Other work included replanting the Rose Garden with the heirloom roses that would have been in trade at the time in the Coolidge’s favorite colors of pink, yellow, and white, since neither one of them liked red roses. Bibler also helped spearhead restoration of the large Perennial Garden, consulting the original 1907 garden blueprint and nursery slips dating back to 1911.
“We literally dug up the entire garden and started over following the plans,” says Block. “We put in steel edging to the original footprint and searched for the original plants still in trade. The Trustees also reinstalled the Cutting Garden, which they had abandoned upon acquisition, and restored the greenhouse.
For the eleven gardens The Trustees plans to invest in, restorations include creating more ways to engage visitors. To wit, most of the properties’ flower gardens will display early and late-blooming perennials, so visitors will always see something in bloom, versus just the summer blossoms homeowners, like the Cranes and Coolidges, planted to enjoy during their June through August sojourns. Garden entrances will be installed where need, better parking areas will be built, and onsite cafes and gift shops will enable visitors to extend their stays through lunch.

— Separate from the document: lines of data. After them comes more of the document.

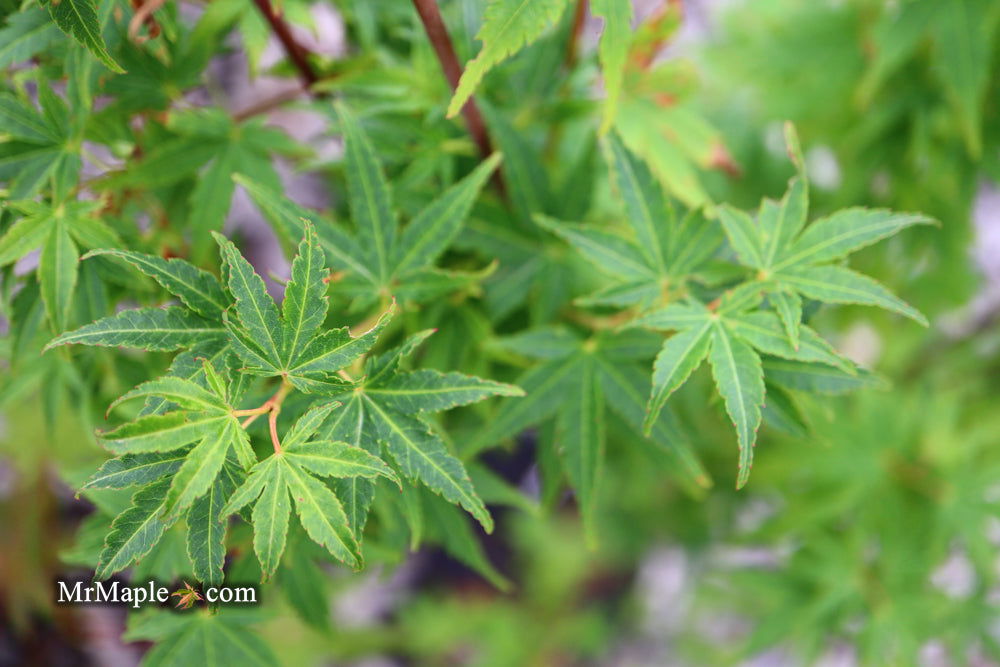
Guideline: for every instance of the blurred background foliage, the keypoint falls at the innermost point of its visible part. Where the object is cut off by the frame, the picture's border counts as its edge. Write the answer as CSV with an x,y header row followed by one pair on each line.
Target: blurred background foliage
x,y
868,533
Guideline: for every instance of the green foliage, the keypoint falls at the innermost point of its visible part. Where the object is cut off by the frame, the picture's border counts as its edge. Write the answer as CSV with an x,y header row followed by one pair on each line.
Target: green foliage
x,y
583,237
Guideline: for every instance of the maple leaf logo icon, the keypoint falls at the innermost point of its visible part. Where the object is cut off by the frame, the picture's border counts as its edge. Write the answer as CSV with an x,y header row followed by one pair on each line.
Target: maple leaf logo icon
x,y
188,596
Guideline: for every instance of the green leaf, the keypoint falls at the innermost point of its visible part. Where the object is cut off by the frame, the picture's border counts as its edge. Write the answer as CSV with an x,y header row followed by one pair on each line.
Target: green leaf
x,y
183,392
580,434
764,331
270,516
78,18
740,379
780,223
422,455
135,469
254,306
431,232
202,466
744,235
606,250
335,349
432,391
645,207
789,308
135,531
197,289
368,195
161,433
212,640
836,284
963,31
57,272
507,26
144,328
338,459
24,236
288,219
682,353
304,307
844,232
26,34
613,51
321,515
207,531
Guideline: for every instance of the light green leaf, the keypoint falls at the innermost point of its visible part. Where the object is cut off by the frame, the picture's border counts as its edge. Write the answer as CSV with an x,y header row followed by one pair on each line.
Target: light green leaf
x,y
184,393
432,230
508,26
304,307
255,307
338,459
368,195
202,466
270,516
580,437
145,328
788,305
161,433
78,18
421,455
743,234
26,34
135,469
135,531
322,515
740,380
682,353
606,250
844,232
288,219
207,531
197,289
646,209
613,51
432,391
836,284
764,331
57,272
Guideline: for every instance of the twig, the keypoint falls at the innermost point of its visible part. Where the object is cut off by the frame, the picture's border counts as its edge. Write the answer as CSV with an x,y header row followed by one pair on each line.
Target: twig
x,y
437,33
266,105
579,17
297,53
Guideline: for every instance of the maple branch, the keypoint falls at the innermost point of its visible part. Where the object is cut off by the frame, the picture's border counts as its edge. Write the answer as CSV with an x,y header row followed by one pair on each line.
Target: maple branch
x,y
298,54
272,408
437,33
572,45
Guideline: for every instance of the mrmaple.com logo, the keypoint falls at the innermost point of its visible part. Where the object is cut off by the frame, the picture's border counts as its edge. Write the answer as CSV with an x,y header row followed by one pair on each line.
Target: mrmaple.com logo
x,y
115,593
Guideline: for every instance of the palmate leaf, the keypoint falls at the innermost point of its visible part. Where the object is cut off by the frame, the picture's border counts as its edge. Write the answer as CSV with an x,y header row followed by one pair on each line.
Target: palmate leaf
x,y
78,18
731,335
662,253
201,638
613,51
203,418
791,258
380,258
577,383
58,230
508,26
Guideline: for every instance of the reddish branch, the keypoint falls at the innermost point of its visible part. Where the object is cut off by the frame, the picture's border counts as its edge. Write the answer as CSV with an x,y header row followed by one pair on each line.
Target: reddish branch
x,y
298,54
437,32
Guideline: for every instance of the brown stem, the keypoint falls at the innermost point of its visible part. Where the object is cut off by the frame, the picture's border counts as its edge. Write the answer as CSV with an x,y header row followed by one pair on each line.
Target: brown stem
x,y
437,33
579,16
272,408
297,53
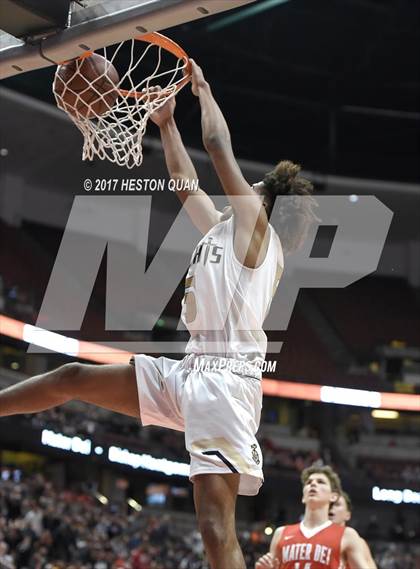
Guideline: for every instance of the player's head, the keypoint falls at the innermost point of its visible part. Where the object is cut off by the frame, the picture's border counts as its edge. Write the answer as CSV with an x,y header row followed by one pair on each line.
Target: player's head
x,y
340,511
296,215
321,486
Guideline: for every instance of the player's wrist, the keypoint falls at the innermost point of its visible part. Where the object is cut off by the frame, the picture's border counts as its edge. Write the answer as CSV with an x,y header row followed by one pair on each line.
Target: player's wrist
x,y
167,123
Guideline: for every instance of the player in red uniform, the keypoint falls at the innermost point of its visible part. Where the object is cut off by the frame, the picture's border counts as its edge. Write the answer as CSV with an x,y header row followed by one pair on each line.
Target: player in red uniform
x,y
316,543
340,513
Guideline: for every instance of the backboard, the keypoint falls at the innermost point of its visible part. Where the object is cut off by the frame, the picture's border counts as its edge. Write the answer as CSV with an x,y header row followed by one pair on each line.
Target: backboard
x,y
94,24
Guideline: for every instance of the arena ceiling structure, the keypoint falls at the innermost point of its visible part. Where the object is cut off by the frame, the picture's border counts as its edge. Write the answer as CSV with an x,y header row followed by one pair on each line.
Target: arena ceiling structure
x,y
334,85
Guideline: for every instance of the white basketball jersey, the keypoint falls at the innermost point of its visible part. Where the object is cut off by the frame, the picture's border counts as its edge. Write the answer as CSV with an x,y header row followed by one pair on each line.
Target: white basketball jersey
x,y
225,303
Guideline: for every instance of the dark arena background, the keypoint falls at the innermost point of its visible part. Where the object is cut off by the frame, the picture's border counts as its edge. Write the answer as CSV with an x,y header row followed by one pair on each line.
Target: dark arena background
x,y
334,86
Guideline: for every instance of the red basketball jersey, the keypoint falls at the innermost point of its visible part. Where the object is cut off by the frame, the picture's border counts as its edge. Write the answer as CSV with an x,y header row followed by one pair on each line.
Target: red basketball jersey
x,y
321,551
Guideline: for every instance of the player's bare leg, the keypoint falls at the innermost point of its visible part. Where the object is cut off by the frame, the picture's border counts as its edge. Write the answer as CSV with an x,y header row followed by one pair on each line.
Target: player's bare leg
x,y
215,500
113,387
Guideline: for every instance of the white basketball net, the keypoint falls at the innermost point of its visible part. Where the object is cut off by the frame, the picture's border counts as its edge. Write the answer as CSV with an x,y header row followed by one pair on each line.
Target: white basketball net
x,y
117,134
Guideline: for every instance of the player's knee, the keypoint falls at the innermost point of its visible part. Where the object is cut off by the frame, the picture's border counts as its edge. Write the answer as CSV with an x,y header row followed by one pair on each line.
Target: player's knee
x,y
69,377
213,533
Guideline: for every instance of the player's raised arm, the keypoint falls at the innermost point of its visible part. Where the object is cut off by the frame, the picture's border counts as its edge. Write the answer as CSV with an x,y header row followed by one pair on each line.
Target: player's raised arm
x,y
199,206
250,217
354,551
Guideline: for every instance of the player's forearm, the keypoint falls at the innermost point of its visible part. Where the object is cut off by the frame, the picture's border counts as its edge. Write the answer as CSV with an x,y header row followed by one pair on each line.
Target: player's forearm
x,y
178,162
215,130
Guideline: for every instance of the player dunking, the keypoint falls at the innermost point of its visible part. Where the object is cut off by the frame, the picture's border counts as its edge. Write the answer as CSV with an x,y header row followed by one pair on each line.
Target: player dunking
x,y
316,543
231,280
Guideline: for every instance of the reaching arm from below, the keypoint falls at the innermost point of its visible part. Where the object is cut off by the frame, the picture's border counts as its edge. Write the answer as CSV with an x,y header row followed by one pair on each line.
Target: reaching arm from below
x,y
250,216
197,203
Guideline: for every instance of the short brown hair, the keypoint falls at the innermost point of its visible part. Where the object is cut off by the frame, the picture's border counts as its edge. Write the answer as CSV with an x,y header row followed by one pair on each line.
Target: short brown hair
x,y
332,476
347,500
297,215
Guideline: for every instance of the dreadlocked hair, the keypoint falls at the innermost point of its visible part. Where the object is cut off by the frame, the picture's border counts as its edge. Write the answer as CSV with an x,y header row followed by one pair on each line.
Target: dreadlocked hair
x,y
296,213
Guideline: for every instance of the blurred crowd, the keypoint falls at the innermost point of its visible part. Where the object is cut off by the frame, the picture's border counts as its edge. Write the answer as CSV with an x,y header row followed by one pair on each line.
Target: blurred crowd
x,y
43,528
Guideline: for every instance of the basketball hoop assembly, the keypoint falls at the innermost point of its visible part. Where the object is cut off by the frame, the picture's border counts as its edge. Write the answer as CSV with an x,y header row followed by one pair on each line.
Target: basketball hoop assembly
x,y
110,98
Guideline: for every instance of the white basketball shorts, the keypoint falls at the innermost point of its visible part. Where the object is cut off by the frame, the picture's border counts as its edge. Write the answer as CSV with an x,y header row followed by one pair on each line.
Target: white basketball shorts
x,y
218,410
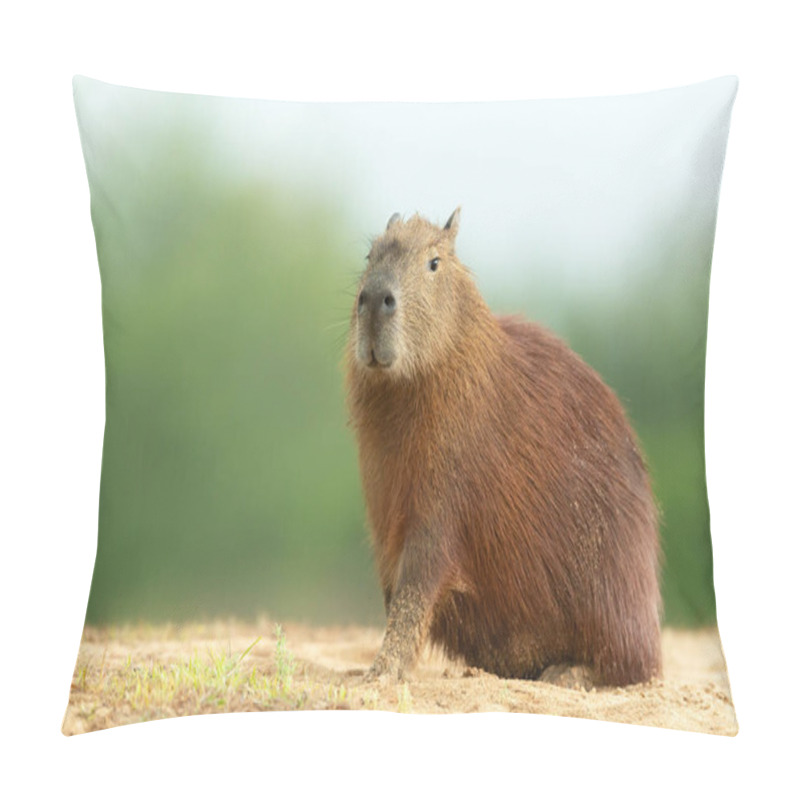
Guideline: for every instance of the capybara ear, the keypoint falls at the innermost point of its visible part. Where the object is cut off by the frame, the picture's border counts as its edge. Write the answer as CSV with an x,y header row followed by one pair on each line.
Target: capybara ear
x,y
451,226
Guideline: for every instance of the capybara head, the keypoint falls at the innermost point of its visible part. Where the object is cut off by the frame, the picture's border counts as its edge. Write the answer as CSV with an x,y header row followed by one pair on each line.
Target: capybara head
x,y
413,298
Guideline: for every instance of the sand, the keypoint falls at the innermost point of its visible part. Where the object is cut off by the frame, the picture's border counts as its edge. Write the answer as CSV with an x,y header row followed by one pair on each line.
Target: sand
x,y
117,667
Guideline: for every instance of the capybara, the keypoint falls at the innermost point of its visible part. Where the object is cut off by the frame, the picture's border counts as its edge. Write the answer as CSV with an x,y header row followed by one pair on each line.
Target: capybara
x,y
510,509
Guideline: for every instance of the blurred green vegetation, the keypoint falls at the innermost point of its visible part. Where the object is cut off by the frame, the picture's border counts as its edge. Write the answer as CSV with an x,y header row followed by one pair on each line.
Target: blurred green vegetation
x,y
229,482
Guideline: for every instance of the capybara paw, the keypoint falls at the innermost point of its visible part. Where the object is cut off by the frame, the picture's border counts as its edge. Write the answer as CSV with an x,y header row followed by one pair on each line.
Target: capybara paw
x,y
383,671
567,676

Finally, each property will offer more ways for the public to interact with these gardens, whether it’s attending an outdoor concert at Castle Hill overlooking the Grand Allée, taking a yoga class in Naumkeag’s Afternoon Garden, arranging flowers from the Cutting Garden at The Stevens-Coolidge Place—or simply taking a memorable family photo in these enchanting, flower-filled oases.